The point is, we can approximate any $\Psi=1_C$ for $C \in \mathcal B(\mathbb R) \otimes \mathcal Y$ by $\Psi_n=f_n\eta_n$ where $f_n$ is $\mathcal B(\mathbb R)$ measurable and $\eta_n$ is $\mathcal Y$ measurable. Moreover since we're approximating indicator function, we can choose $f_n,\eta_n$ with values in $[0,1]$. So by lebesgue dominated convergence theorem (note functions are bounded by $1$ and we have probabilistic measures), we get equality (for any $C \in \mathcal B(\mathbb R) \otimes \mathcal Y$ and $D \in \mathcal X$): $$ \int_D 1_C(X(\omega),\omega) d\mathbb P(\omega) = \int_D \int_{\Omega} 1_C(X(\omega),\omega')d\mathbb P(\omega')d\mathbb P(\omega) = \int_D H(X(\omega)) d\mathbb P(\omega)$$ Since $D$ was arbitrary, we get equality (important: only for $\Psi = 1_C$ where $C$ is any set in $\mathcal B(\mathbb R) \otimes \mathcal Y$) $$ \mathbb E[\Psi(X,\cdot) | \mathcal X] = H(X)$$

And finally we can use the method I mentioned at the beggining. Since it holds for any indicator function $\Psi$, it will hold (by linearity of expectation/conditional expectation) for any simple function (linear combination of indicator functions). We know, that any nonnegative boundend measurable function $\Psi$ can be approximated by NON-DECREASING sequence $(\psi_n)$ of simple functions. Hence by monotone convergence theorem (which we should know holds both for expected and conditional expected value) we get the result for any $\Psi$ which is non-negative and bounded measurable function.

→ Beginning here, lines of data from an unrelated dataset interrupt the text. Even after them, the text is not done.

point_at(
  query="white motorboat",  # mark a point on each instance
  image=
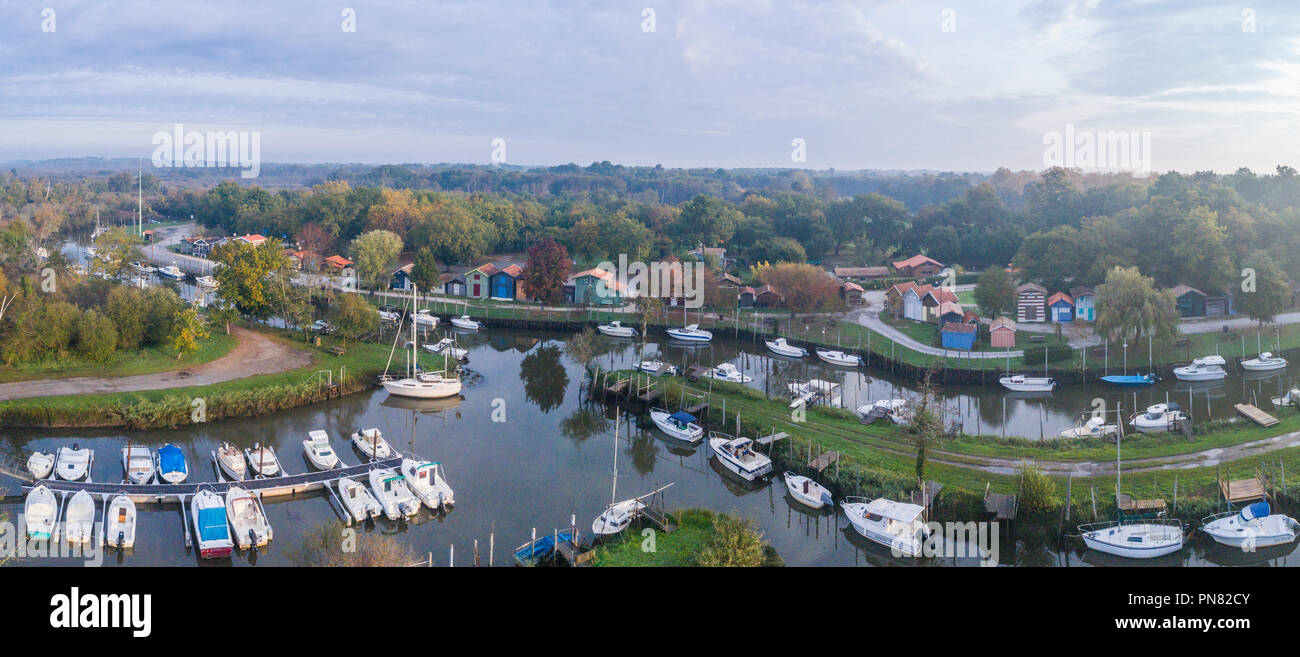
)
(892, 409)
(616, 329)
(616, 517)
(120, 528)
(893, 524)
(247, 518)
(425, 480)
(1027, 384)
(372, 444)
(680, 424)
(261, 461)
(1095, 427)
(1158, 416)
(690, 333)
(79, 518)
(781, 348)
(655, 366)
(1291, 398)
(728, 372)
(466, 323)
(1209, 368)
(1251, 528)
(211, 527)
(232, 462)
(319, 452)
(73, 463)
(40, 511)
(807, 492)
(739, 455)
(172, 466)
(40, 465)
(425, 318)
(359, 501)
(1264, 362)
(839, 358)
(447, 348)
(815, 390)
(394, 495)
(1138, 540)
(138, 463)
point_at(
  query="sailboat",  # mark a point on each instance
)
(421, 385)
(618, 515)
(1144, 539)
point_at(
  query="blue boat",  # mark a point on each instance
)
(1130, 380)
(172, 467)
(534, 550)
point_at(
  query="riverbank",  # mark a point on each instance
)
(324, 376)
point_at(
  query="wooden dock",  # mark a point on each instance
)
(1255, 414)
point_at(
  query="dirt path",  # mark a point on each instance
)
(255, 354)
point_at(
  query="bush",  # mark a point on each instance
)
(1034, 354)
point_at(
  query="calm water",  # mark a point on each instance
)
(551, 457)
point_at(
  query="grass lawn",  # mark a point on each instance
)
(124, 363)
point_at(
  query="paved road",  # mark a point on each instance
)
(255, 354)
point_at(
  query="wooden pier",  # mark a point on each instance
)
(1255, 414)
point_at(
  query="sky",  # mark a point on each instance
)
(861, 85)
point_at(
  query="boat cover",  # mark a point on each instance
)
(170, 458)
(1255, 511)
(212, 524)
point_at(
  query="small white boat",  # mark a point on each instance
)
(261, 461)
(247, 518)
(447, 348)
(1158, 416)
(372, 444)
(360, 504)
(729, 372)
(781, 348)
(1251, 528)
(424, 318)
(893, 524)
(1264, 362)
(655, 366)
(616, 517)
(680, 424)
(739, 455)
(1139, 540)
(79, 518)
(616, 329)
(138, 463)
(120, 530)
(1209, 368)
(807, 492)
(230, 459)
(690, 333)
(892, 409)
(1027, 384)
(1095, 427)
(39, 513)
(40, 465)
(172, 466)
(464, 323)
(1291, 398)
(211, 527)
(839, 358)
(319, 452)
(73, 463)
(394, 496)
(424, 479)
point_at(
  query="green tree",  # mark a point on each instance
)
(995, 292)
(373, 254)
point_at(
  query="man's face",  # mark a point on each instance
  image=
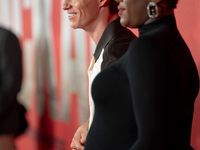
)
(81, 13)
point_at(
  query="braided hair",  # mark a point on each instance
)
(113, 7)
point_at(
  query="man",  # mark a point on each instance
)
(12, 120)
(100, 20)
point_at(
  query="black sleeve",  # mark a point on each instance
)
(11, 112)
(147, 74)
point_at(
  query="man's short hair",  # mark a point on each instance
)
(172, 3)
(113, 7)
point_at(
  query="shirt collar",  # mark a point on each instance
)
(111, 30)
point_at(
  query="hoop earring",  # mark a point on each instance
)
(152, 10)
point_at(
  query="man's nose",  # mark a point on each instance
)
(66, 4)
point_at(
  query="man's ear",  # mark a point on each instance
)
(103, 3)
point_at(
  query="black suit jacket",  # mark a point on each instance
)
(12, 120)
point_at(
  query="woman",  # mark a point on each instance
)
(99, 18)
(145, 100)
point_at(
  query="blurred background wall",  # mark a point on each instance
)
(55, 62)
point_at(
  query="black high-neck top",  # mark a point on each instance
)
(145, 100)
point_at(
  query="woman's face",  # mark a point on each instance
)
(81, 13)
(133, 13)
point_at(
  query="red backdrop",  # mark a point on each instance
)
(55, 61)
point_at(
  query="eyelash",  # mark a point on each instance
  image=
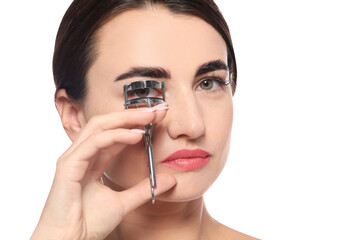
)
(215, 78)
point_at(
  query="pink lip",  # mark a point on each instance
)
(187, 159)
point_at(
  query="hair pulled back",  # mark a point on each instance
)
(75, 42)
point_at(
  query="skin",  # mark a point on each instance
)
(79, 205)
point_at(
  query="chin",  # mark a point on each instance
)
(190, 186)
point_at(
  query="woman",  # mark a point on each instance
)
(101, 188)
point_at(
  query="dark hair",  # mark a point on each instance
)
(74, 48)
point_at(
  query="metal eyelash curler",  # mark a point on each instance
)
(145, 87)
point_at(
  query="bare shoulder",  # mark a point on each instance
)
(228, 233)
(221, 231)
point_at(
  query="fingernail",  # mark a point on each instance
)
(138, 131)
(153, 109)
(162, 106)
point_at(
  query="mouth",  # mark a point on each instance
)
(187, 159)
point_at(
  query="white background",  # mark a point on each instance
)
(293, 170)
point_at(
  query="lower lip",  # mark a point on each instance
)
(187, 164)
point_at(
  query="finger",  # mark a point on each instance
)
(136, 196)
(124, 119)
(83, 156)
(161, 111)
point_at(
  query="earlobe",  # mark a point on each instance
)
(69, 114)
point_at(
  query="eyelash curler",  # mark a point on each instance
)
(145, 87)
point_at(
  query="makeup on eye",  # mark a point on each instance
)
(144, 92)
(211, 83)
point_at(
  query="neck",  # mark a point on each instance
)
(164, 220)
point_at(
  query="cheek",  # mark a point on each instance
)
(218, 116)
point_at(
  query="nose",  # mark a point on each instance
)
(184, 118)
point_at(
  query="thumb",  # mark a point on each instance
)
(136, 196)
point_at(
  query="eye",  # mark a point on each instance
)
(208, 84)
(142, 93)
(211, 83)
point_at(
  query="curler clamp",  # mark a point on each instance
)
(146, 102)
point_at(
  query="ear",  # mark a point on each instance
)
(70, 113)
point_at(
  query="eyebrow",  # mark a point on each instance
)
(158, 72)
(151, 72)
(211, 66)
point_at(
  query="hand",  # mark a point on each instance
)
(78, 205)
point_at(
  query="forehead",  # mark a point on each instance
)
(157, 37)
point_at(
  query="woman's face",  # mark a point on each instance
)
(200, 112)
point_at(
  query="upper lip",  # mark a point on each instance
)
(186, 154)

Now taking any $\Psi$ which is bounded and measurable (by measurable I mean $\mathcal B(\mathbb R) \otimes \mathcal Y$ measurable), we can write $\Psi= \Psi^+ - \Psi^-$, where $\Psi^+,\Psi^-$ are nonnegative, bounded and measurable functions, so again by linearity, the result holds for arbitrary $\Psi$.

We showed that $$ \mathbb E[\Psi(X,\cdot)|\mathcal X] = H(X)$$ for any $\Psi$, to get the second part we just need (as above) condition on $X$: $$ H(X) = \mathbb E[H(X)|X] = \mathbb E[\mathbb E[\Psi(X,\cdot)|\mathcal X]|X] = \mathbb E[\Psi(X,\cdot)|X]$$ by Tower property. Hence the result follows.